Data acquisition is the process of sampling signals that measure real-world physical conditions and converting the resulting samples into digital numeric values that can be manipulated by a computer. Data acquisition systems, abbreviated by the acronymsDAS, DAQ, or DAU, typically convert analog waveforms into digital values for processing. The components of data acquisition systems include:
Data acquisition applications are usually controlled by software programs developed using various general purpose programming languages such as Assembly, BASIC, C, C++, C#, Fortran, Java, LabVIEW, Lisp, Pascal, etc. Stand-alone data acquisition systems are often called data loggers.
There are also open-source software packages providing all the necessary tools to acquire data from different, typically specific, hardware equipment. These tools come from the scientific community where complex experiment requires fast, flexible, and adaptable software. Those packages are usually custom-fit but more general DAQ packages like the Maximum Integrated Data Acquisition System can be easily tailored and are used in several physics experiments.
In 1963, IBM produced computers that specialized in data acquisition. These include the IBM 7700 Data Acquisition System, and its successor, the IBM 1800 Data Acquisition and Control System. These expensive specialized systems were surpassed in 1974 by general-purpose S-100 computers and data acquisition cards produced by Tecmar/Scientific Solutions Inc. In 1981 IBM introduced the IBM Personal Computer and Scientific Solutions introduced the first PC data acquisition products.

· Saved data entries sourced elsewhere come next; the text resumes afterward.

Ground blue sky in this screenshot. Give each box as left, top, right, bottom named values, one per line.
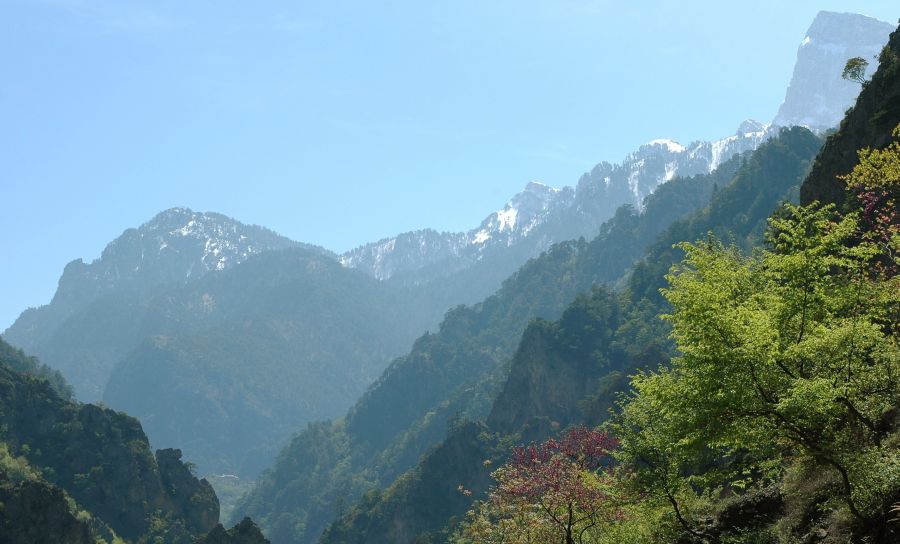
left=1, top=0, right=897, bottom=329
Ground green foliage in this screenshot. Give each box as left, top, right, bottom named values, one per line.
left=842, top=56, right=870, bottom=85
left=0, top=354, right=221, bottom=541
left=0, top=441, right=40, bottom=484
left=0, top=335, right=73, bottom=399
left=616, top=189, right=899, bottom=539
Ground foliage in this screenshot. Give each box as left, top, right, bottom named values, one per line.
left=461, top=428, right=623, bottom=544
left=0, top=335, right=73, bottom=399
left=615, top=136, right=900, bottom=540
left=0, top=349, right=221, bottom=541
left=842, top=56, right=870, bottom=85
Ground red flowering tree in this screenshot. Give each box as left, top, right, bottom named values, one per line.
left=462, top=427, right=623, bottom=544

Data acquisition begins with the physical phenomenon or physical property to be measured. Examples of this include temperature, vibration, light intensity, gas pressure, fluid flow, and force. Regardless of the type of physical property to be measured, the physical state that is to be measured must first be transformed into a unified form that can be sampled by a data acquisition system. The task of performing such transformations falls on devices called sensors. A data acquisition system is a collection of software and hardware that allows one to measure or control the physical characteristics of something in the real world. A complete data acquisition system consists of DAQ hardware, sensors and actuators, signal conditioning hardware, and a computer running DAQ software. If timing is necessary (such as for event mode DAQ systems), a separate compensated distributed timing system is required.

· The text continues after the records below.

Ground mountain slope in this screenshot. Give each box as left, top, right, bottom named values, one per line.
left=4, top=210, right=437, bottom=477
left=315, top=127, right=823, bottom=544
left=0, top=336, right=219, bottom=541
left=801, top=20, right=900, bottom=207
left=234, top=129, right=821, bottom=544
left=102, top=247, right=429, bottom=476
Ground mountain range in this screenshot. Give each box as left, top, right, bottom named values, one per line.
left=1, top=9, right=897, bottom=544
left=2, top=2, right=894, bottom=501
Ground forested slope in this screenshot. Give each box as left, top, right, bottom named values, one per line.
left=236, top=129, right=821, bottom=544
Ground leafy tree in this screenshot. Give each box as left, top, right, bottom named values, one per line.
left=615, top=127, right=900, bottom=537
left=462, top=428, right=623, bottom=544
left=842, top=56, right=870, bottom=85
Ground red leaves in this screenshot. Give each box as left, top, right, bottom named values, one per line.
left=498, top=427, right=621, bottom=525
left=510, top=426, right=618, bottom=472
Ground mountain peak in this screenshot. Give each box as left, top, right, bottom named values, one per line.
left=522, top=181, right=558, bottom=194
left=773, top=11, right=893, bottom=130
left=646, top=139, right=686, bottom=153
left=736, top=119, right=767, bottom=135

A sensor, which is a type of transducer, is a device that converts a physical property into a corresponding electrical signal (e.g., strain gauge, thermistor). An acquisition system to measure different properties depends on the sensors that are suited to detect those properties. Signal conditioning may be necessary if the signal from the transducer is not suitable for the DAQ hardware being used. The signal may need to be filtered, shaped, or amplified in most cases. Various other examples of signal conditioning might be bridge completion, providing current or voltage excitation to the sensor, isolation, and linearization. For transmission purposes, single ended analog signals, which are more susceptible to noise can be converted to differential signals. Once digitized, the signal can be encoded to reduce and correct transmission errors.
DAQ hardware is what usually interfaces between the signal and a PC. It could be in the form of modules that can be connected to the computer's ports (parallel, serial, USB, etc.) or cards connected to slots (S-100 bus, AppleBus, ISA, MCA, PCI, PCI-E, etc.) in a PC motherboard or in a modular crate (CAMAC, NIM, VME). Sometimes adapters are needed, in which case an external breakout box can be used.

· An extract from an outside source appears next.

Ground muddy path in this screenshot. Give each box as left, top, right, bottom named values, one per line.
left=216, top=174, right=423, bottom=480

DAQ cards often contain multiple components (multiplexer, ADC, DAC, TTL-IO, high-speed timers, RAM). These are accessible via a bus by a microcontroller, which can run small programs. A controller is more flexible than a hard-wired logic, yet cheaper than a CPU so it is permissible to block it with simple polling loops. For example: Waiting for a trigger, starting the ADC, looking up the time, waiting for the ADC to finish, move value to RAM, switch multiplexer, get TTL input, let DAC proceed with voltage ramp.
DAQ device drivers are needed for the DAQ hardware to work with a PC. The device driver performs low-level register writes and reads on the hardware while exposing API for developing user applications in a variety of programs.
Specialized DAQ software may be delivered with the DAQ hardware. Software tools used for building large-scale data acquisition systems include EPICS. Other programming environments that are used to build DAQ applications include ladder logic, Visual C++, Visual Basic, LabVIEW, and MATLAB.